Pengunjung sampai ke Pulau Tegal menyeberang dari dermaga di Ringgung, Desa Gebang, Kecamatan Teluk Pandan. Untuk menuju pulau ini, butuh waktu sekira 45 dari Kota Bandar Lampung.

Ironisnya, masa depan anak-anak di pulau itu memprihatinkan, tak seindah pantainya yang mempesona wisatawan. Kondisi itu kemudian mengusik para guru SMPN 25 Kabupaten Pesawaran yang berempati untuk membantu anak-anak di kawasan Pulau Tegal agar bisa mendapat pendidikan yang layak.

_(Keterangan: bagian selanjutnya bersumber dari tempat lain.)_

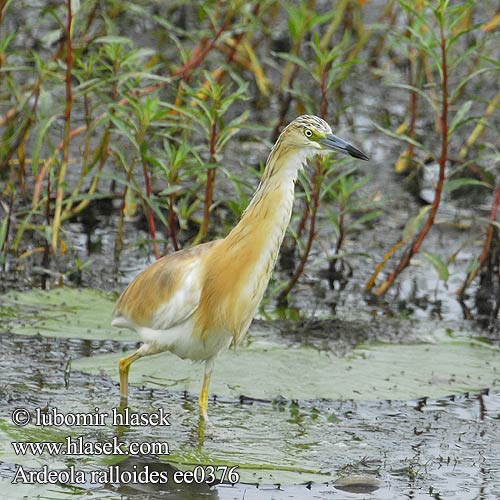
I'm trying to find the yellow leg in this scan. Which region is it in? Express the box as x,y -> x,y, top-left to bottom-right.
118,351 -> 142,401
198,371 -> 212,421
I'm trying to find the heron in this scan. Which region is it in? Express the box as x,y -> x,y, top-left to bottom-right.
112,115 -> 368,421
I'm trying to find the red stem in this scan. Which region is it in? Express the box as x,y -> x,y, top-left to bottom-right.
142,160 -> 161,259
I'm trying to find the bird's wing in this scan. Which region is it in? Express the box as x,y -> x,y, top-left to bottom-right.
112,241 -> 216,330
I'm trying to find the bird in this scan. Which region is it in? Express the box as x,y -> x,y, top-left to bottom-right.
112,115 -> 369,421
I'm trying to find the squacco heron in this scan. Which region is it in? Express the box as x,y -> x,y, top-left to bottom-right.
112,115 -> 368,420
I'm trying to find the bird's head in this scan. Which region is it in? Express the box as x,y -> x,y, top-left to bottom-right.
281,115 -> 368,160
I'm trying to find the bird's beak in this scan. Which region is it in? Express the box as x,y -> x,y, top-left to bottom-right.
319,134 -> 368,160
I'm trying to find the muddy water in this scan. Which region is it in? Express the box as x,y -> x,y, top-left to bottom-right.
0,326 -> 500,500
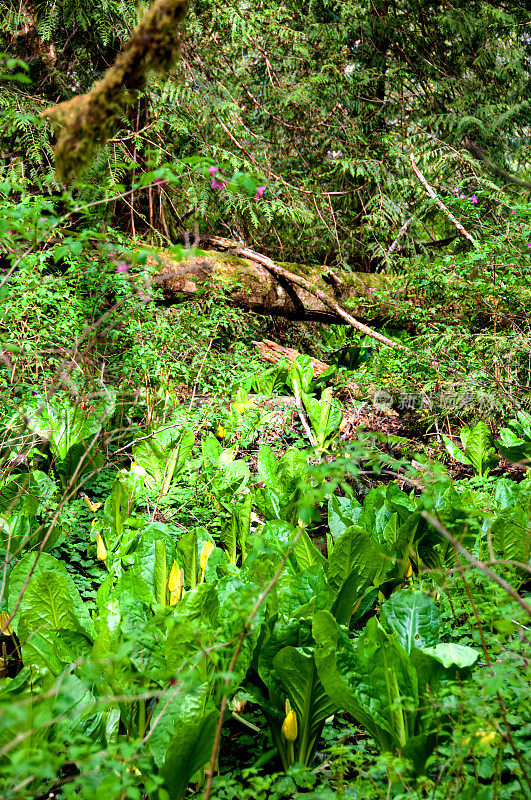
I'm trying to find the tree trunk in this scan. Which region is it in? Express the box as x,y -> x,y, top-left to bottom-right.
155,251 -> 392,323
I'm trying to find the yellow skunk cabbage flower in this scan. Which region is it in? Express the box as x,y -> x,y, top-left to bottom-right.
282,700 -> 297,742
463,727 -> 498,750
96,531 -> 107,561
168,561 -> 179,592
0,611 -> 13,636
83,494 -> 103,514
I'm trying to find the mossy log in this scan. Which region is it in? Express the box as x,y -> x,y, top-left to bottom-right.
156,251 -> 400,323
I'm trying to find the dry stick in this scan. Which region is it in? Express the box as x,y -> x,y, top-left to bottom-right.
293,380 -> 315,447
203,528 -> 302,800
238,247 -> 411,352
409,153 -> 478,247
188,325 -> 218,411
422,511 -> 531,617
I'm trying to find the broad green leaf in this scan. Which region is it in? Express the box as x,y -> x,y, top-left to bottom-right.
20,571 -> 79,631
491,509 -> 531,564
328,495 -> 363,541
177,528 -> 199,589
293,529 -> 326,570
327,525 -> 391,591
312,611 -> 418,752
153,539 -> 168,606
162,711 -> 218,800
382,589 -> 441,653
8,553 -> 94,639
148,684 -> 214,767
461,420 -> 498,478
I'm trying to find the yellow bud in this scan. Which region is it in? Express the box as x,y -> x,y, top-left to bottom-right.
199,540 -> 214,572
96,531 -> 107,561
170,587 -> 181,606
0,611 -> 13,636
83,494 -> 103,514
476,728 -> 497,747
282,709 -> 297,742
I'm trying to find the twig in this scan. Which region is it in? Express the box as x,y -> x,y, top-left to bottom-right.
188,332 -> 218,411
234,247 -> 410,352
385,217 -> 415,258
409,153 -> 478,247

Kepala Sekolah SMPN 25 Pesawaran, Dra Uniroh Utami, bersama Desta Sagita dan Lestari menginisiasi berdirinya organisasi Sukarelawan Peduli Pendidikan Pulau Tegal (SP3T) pada 15 September 2016.

Uniroh yang juga menjadi Ketua SP3T, mengatakan bahwa anak-anak Pulau Tegal merupakan generasi penerus yang perlu kepedulian, bantuan, dan perhatian berbagai pihak atas masa depan pendidikan mereka.

"Mereka punya hak untuk mendapatkan pendidikan yang layak. Terlebih lagi dengan adanya Program Wajib Belajar," ujar Uniroh.

Saat ini, lanjut Uniroh, anak-anak di Pulau Tegal hanya mendapatkan pendidikan membaca dan menulis yang diberikan Pak Basri secara sukarela. Dia bersama rekannya tergerak memberikan motivasi kepada anak-anak dan para orangtua tentang pentingnya pendidikan. Selain itu, membantu anak-anak di Pulau Tegal mendapatkan hak pelayanan pendidikan formal dari pemerintah sebagaimana seharusnya.

"Kami berupaya menyediakan fasilitas pendukung kegiatan belajar mengajar yang diperlukan anak-anak itu, seperti meja, kursi, alat tulis kantor, dan fasilitas MCK sebagai rumah belajar untuk anak-anak di Pulau Tegal," tuturnya.

Dia menambahkan, SP3T juga akan mengusulkan alternatif pendidikan yang sesuai dengan kondisi masyarakat Pulau Tegal kepada pemerintah.

"Kami juga berupaya untuk membantu keluarga Pak Basri sebagai guru sukarela untuk mendapatkan kehidupan yang layak," tutupnya.